Okay, so it won't be as sexy as a Melges 24, but at least it will be rounded off and the blood circulating to one's feet should be sufficient to the point where amputation will not be necessary...I hope.

 

 

 

 

 

 

 

 

Meanwhile, progress continues on the bulb...it's starting to look like something that might actually attach some laminar flow underwater.

 

 

 

 

 

 

 

 

 

 

09.28.09....Cast System

 

 

 


Life keeps conspiring to put me behind schedule...not that I actually HAVE a schedule, but if I did, I'd be behind. This past weekend, I was planning on putting 3 solid days into the build, I mean three days of like ten hours apiece. Wife was going away for 4 days, kids were accounted for elsewhere, I was ready to knock out a lot of work. Then some nasty pathogen got ahold of me and knocked the hell out of all my plans. I dont know if it's H1N1, but I had been exposed to someone who had it about 5 days prior to my getting sick. Working outside was out of the question. Getting out of bed was out of the quesiton. Finally by Sunday afternoon, I felt decent enough (I still feel like crap, actually) to, at the very least, address the issue of my keel bulb, with which I had done nothing since glueing up the pink foam many months ago. I had left it as a sort of lumpy pink mega-reefer, lying out in the build shed and I'd see it now and then and think "I gotta do something with that" and then forget about it for another few weeks. A while back, my buddy Garry of Supermodel fame had given me some advice and some material. The advice was to finish the keel bulb off in plaster and the material was a roll of the stuff they use to make casts, like if you break your arm or something. So Sunday afternoon I cut the plaster cast stuff into strips and wetted it out with a damp sponge and wrapped the pink foam. To my amazement it did an amazing job of conforming to the pink foam, and rounding out some most of the sectional ugliness of the unfaired pink foam. I let it dry (dries quickly) and then went to work with some straight out of the bucket joint compound mud, which is really not the optimal fairing compound, but I had a bucket of it right there and said "why not?"

 

 

 

It still has a way to go, but it's one helluva big improvement and a breeze to sand. A few more applications of mud, a bit of sanding, and I'll be close. I'm going to reprint the templates and cut out the insides to use as fairing templates at every other station, just to make sure the thing is still in conformation with the original design.
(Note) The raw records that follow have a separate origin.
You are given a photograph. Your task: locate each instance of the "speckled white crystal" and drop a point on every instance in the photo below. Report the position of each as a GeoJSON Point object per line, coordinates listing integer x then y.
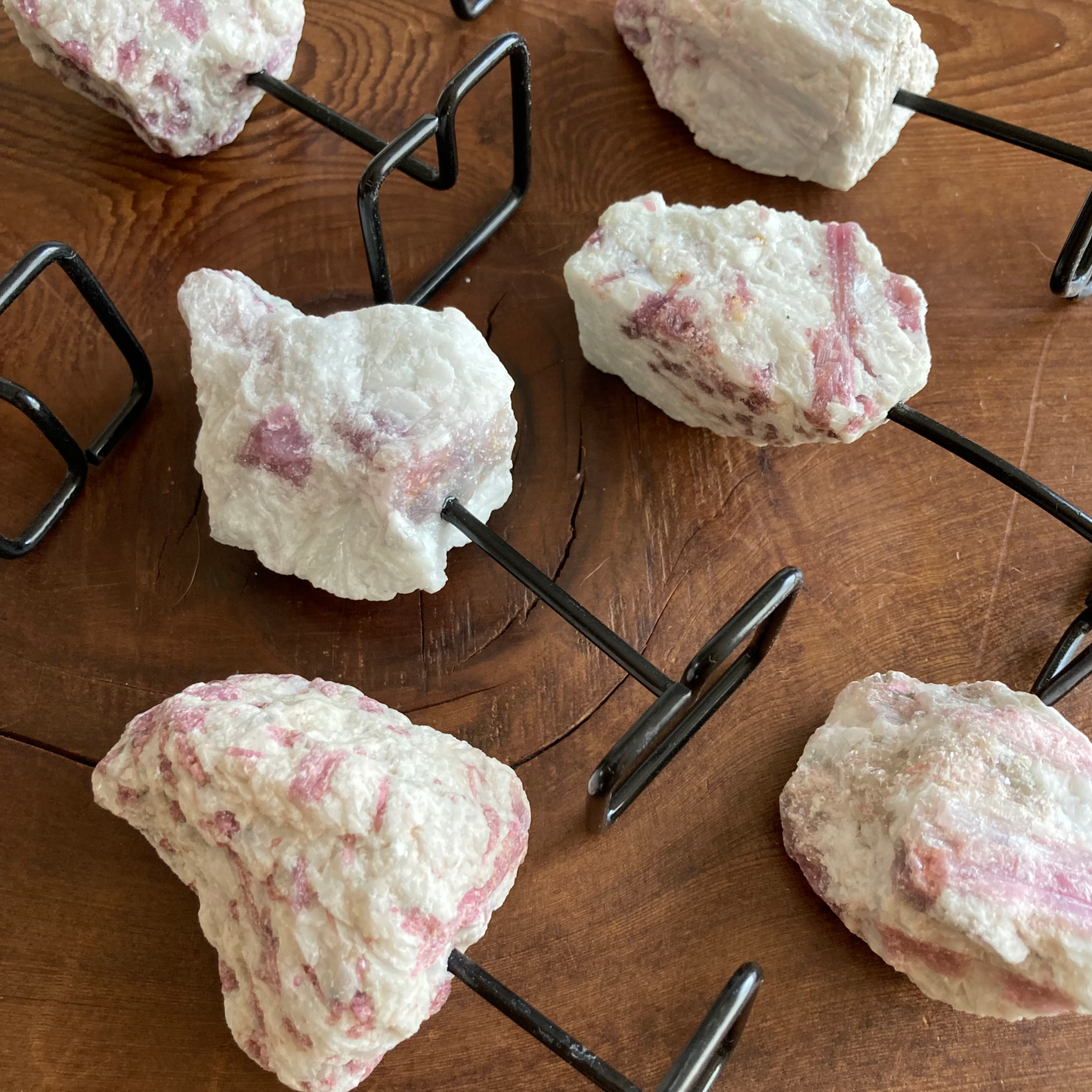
{"type": "Point", "coordinates": [951, 829]}
{"type": "Point", "coordinates": [747, 321]}
{"type": "Point", "coordinates": [800, 88]}
{"type": "Point", "coordinates": [339, 853]}
{"type": "Point", "coordinates": [329, 444]}
{"type": "Point", "coordinates": [176, 70]}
It's been so long, I've actually forgotten where the plug design originated!

 

 

 


 

 

 

 

 


09.20.09....Infrastructure

 

A big buzz word for the new millenium is "infrastructure." Either it's crumbling or some "stimulas" dough has been allocated to build some, or sometimes it's putting a beat down on some community, like Dundalk, this past Friday, when it gives up the ghost entirely.
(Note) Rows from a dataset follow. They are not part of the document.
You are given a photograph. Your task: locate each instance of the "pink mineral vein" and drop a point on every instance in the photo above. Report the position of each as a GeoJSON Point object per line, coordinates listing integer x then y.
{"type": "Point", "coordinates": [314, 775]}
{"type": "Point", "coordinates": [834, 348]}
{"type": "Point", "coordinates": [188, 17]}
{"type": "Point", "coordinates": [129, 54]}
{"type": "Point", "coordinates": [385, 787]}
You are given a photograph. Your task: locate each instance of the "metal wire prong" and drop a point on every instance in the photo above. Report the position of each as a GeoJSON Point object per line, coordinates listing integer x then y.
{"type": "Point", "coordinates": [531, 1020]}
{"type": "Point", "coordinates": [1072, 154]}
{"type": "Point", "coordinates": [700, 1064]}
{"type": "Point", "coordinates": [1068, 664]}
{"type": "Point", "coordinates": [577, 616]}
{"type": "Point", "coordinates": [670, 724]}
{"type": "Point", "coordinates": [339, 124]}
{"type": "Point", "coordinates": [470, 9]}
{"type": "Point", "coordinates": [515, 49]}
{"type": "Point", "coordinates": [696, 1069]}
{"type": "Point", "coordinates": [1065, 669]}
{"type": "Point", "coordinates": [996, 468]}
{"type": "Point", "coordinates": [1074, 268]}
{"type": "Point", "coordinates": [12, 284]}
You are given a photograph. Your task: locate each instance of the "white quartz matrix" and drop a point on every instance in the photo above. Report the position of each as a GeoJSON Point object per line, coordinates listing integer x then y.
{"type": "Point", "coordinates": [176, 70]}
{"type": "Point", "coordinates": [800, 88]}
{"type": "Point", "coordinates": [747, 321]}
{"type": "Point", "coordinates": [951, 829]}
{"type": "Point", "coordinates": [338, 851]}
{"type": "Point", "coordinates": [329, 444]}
We felt really bad for the poor folks who took the brunt of the 72 inch water main rupture late Friday afternoon, but it did reinforce the concept that maybe building a boat in your backyard isn't such a bad idea after all!

So with all due respect to the people who's basements were flooded and cars destroyed, we plodded on with the finishing touches to the i550's infrastructure.

 

 

 

There are now enough holy T-beams to build a cockpit floor, although they are not all completely tabbed in.


 

 

I'll go the same route as everyone else, layup the exterior, including the sides, with 6 ox uni tape and then tack it togther, on top, with lathing, then pull the whole thing out and flip it and run 9 oz biax on all the seams underneath.

 

 

 

 

Even at this stage, I'm loving the size of this cockpit. Uncluttered by a tiller and traveller and bensons, it feels huge, especially for a boat that's just 18 feet LOA.